7. Persistence and Backdoors

Unauthorized mechanisms that survive session boundaries.

High Risk
  • No hidden startup task registration by default
  • No stealth background services without explicit user action
  • No alias/function hijacking in shell profiles
  • Document all persistence behavior and disable paths

8. Privilege Escalation

Attempts to obtain elevated privileges or bypass permission boundaries.

Critical Risk
  • No privilege escalation patterns in standard skill flows
  • No permission broadening commands as fallback behavior
  • No bypass attempts for host security controls
  • No unsafe permission presets for convenience

Operational review workflow

Strong security review is process-driven. We use a repeatable flow: static pattern checks, behavior simulation, permission scope validation, and rollout-readiness review. This ensures teams can compare skills consistently, not rely on subjective impressions.

  1. Identify dangerous execution primitives and boundary violations.
  2. Test failure behavior under controlled invalid inputs.
  3. Validate documented permissions against observed behavior.
  4. Assign rollout constraints and rollback ownership before promotion.

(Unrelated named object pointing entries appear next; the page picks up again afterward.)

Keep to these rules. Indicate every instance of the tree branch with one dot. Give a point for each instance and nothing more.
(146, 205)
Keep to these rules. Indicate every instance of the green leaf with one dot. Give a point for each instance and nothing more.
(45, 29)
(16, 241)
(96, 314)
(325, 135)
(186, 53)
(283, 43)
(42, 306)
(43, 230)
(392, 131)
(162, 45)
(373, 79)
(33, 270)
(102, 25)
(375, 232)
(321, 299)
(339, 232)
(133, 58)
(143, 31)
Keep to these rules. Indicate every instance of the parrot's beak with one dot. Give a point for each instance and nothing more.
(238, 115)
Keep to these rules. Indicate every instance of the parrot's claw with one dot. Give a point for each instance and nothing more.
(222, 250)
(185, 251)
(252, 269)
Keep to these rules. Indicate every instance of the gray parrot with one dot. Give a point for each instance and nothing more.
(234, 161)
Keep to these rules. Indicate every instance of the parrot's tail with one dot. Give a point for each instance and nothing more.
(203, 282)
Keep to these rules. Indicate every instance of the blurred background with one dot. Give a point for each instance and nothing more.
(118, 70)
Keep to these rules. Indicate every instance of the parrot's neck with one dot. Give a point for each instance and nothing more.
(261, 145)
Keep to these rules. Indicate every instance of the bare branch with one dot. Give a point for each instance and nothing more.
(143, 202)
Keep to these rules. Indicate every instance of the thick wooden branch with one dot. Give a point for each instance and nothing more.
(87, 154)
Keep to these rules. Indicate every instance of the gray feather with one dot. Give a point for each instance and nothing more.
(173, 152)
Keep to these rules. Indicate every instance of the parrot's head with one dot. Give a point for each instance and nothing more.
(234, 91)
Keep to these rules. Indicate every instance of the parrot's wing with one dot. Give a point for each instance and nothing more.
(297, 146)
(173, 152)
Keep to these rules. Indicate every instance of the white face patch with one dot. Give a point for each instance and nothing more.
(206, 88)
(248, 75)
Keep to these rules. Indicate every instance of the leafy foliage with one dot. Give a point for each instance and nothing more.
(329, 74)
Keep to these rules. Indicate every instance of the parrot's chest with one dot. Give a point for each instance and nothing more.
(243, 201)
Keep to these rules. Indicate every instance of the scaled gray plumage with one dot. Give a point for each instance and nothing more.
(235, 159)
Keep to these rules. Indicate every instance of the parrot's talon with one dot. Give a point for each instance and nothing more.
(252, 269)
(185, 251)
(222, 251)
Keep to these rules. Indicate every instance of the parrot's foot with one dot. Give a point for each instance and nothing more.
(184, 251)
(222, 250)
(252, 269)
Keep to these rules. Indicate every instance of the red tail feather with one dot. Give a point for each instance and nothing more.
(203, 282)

Teams that skip one of these steps usually pay later with brittle automation, unclear ownership, or emergency rollbacks during peak workload windows.

Worked example: reducing rollout risk in one week

Imagine your team wants to adopt a skill that automates data pull plus content update. Day one, define one measurable outcome and one explicit stop condition. Day two, run preview-only against a narrow dataset. Day three, classify errors by root cause rather than generic logs. Day four, patch guardrails for repeated failure classes. Day five, run one controlled replay and compare baseline metrics.

If throughput improves but error severity rises, promotion should be blocked. If throughput improves and error severity drops or remains stable, promote gradually with bounded scope. This is how teams avoid false confidence from raw speed gains.

  • Do not expand scope until failure classes are understood.
  • Require evidence links for every go/no-go decision.
  • Keep rollback commands documented before first production run.

Frequently Asked Questions

Can a skill still be risky if its score looks high?

Yes. Scoring is a risk signal, not an absolute safety guarantee. Always review permission scope and deployment context.

What should teams do before promoting a newly installed skill?

Run preview-first validation with fixed pass/fail checks, log failure evidence, and confirm rollback ownership.

How often should security review results be refreshed?

Refresh after upstream updates and run a scheduled monthly drift review for production-critical skills.

Why are command and network controls emphasized so strongly?

They create the largest blast radius when misused, especially in automation chains with access to local files and external APIs.

What is the fastest way to reduce real-world rollout risk?

Adopt fewer skills at once, enforce explicit ownership, and require evidence-backed acceptance before production expansion.

Use security scoring as a decision aid, not a shortcut

The safest adoption pattern is still preview-first execution with clear ownership. Use this guide to structure decisions, reduce ambiguity, and keep production rollouts predictable.